“Saya heran, ini anggaran pembangunan daerah atau apa ? Masalahnya kok banyak sekali yang dobel anggaran, khususnya anggaran untuk insentif. Kalo yang membaca murid TK (taman kanak-kanak) sih, mungkin ga masalah, namun saya begini-gini kan bisa baca, jadinya panas melihat model anggaran (APBD) seperti itu”, ungkap Suwati, perempuan Ambarawa, Kab. Semarang, Jawa Tengah.
“Aduh mendidih rasanya ……setelah tahu tentang APBD ya….Pantes hidupku semakin mblangsak (sengsara) karena duitnya banyak dipakai oleh pejabat”, Siti Rukemi, warga Pejaten Timur, Jakarta Selatan.
Potret kekesalan warga di atas terjadi saat mereka melihat RAPBD (Rancangan Anggaran Pembangunan dan Belanja Daerah) tahun 2006, dalam suatu pembahasan informal dikalangan kelompok perempuan di desa-desa. Faktanya kemudian, di sejumlah daerah RAPBD disyahkan walaupun diiringi protes masyarakat. Menurut amatan ASPPUK, APBD 2006 di banyak daerah Indonesia – seperti anggaran tahun sebelumnya – belum responsif gender (atau Gender Blind Policies). Artinya, APBD disusun dengan tidak mengakui perbedaan antar jenis kelamin (perempuan dan laki-laki) yang berbeda-beda situasinya. Sehingga asumsi yang dipakai menjadi bias dalam menentukan relasi gender, akibatnya penyusunan APBD cenderung untuk tidak melibatkan perempuan.

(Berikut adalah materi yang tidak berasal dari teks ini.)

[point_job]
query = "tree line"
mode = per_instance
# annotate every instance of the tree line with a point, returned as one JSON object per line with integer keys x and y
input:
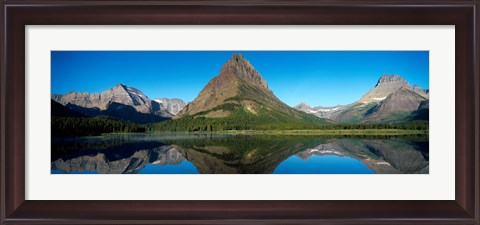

Hal itu sama dengan temuan Need Assessment Survey yang diadakan Women Section (WS) di 20 kabupaten pada bulan Juli 2004, yang menyatakan bahwa APBD kurang mencerminkan kebutuhan masyarakat kecil, terutama perempuan. Kabupaten Semarang satu contohnya. Untuk tingkat Jawa Tengah, kabupaten terluas ini menempati angka gizi buruk tertinggi. Namun anehnya, anggaran untuk peningkatan kesehatan ibu dan anak tidak ada (nihil) dalam APBD 2006. Yang melonjak, justru tambahan anggaran untuk kepentingan “biaya aparatur” pada Dinas Kesehatan, seperti ongkos fotocopy, uang lembur, dsb, yang sebenarnya sudah ada di pos “anggaran pegawai”.
Hal sama terjadi di kab. Rejang Lebong, propinsi Bengkulu. Setelah era otonomi daerah, kasus anak kurang gizi mulai bermunculan, namun lagi-lagi anggaran untuk kesehatan masyarakat – khususnya untuk ibu dan anak – pada APBD 2005 lalu hanya 0%. Hal sama terjadi pada APBD 2006 yang minim alokasi bagi penanganan gizi buruk masyarakat miskin. Namun anehnya, pejabat kab. Rejang Lebong bisa menganggarkan 4,8 milyar untuk pembelian mobil. Alasan klise pemda dan DPRD atas minimnya anggaran pembangunan manusia, karena menurutnya anggaran tersebut dicover pemerintah pusat dalam APBN (Anggaran Pembangunan dan Belanja Negara), melalui DAU (Dana Alokasi Umum) dan DAK (Dana Alokasi Khusus). Namun kenyataannya, anggaran melalui DAU dan DAK ternyata “diparkir” sejumlah kepala daerah ke dalam instrumen surat berharga Sertifikat Bank Indonesia (SBI), yang besarnya mencapai Rp 43 trilyun, seperti diungkap Mentri Keuangan RI (Kompas, 29/juni/06).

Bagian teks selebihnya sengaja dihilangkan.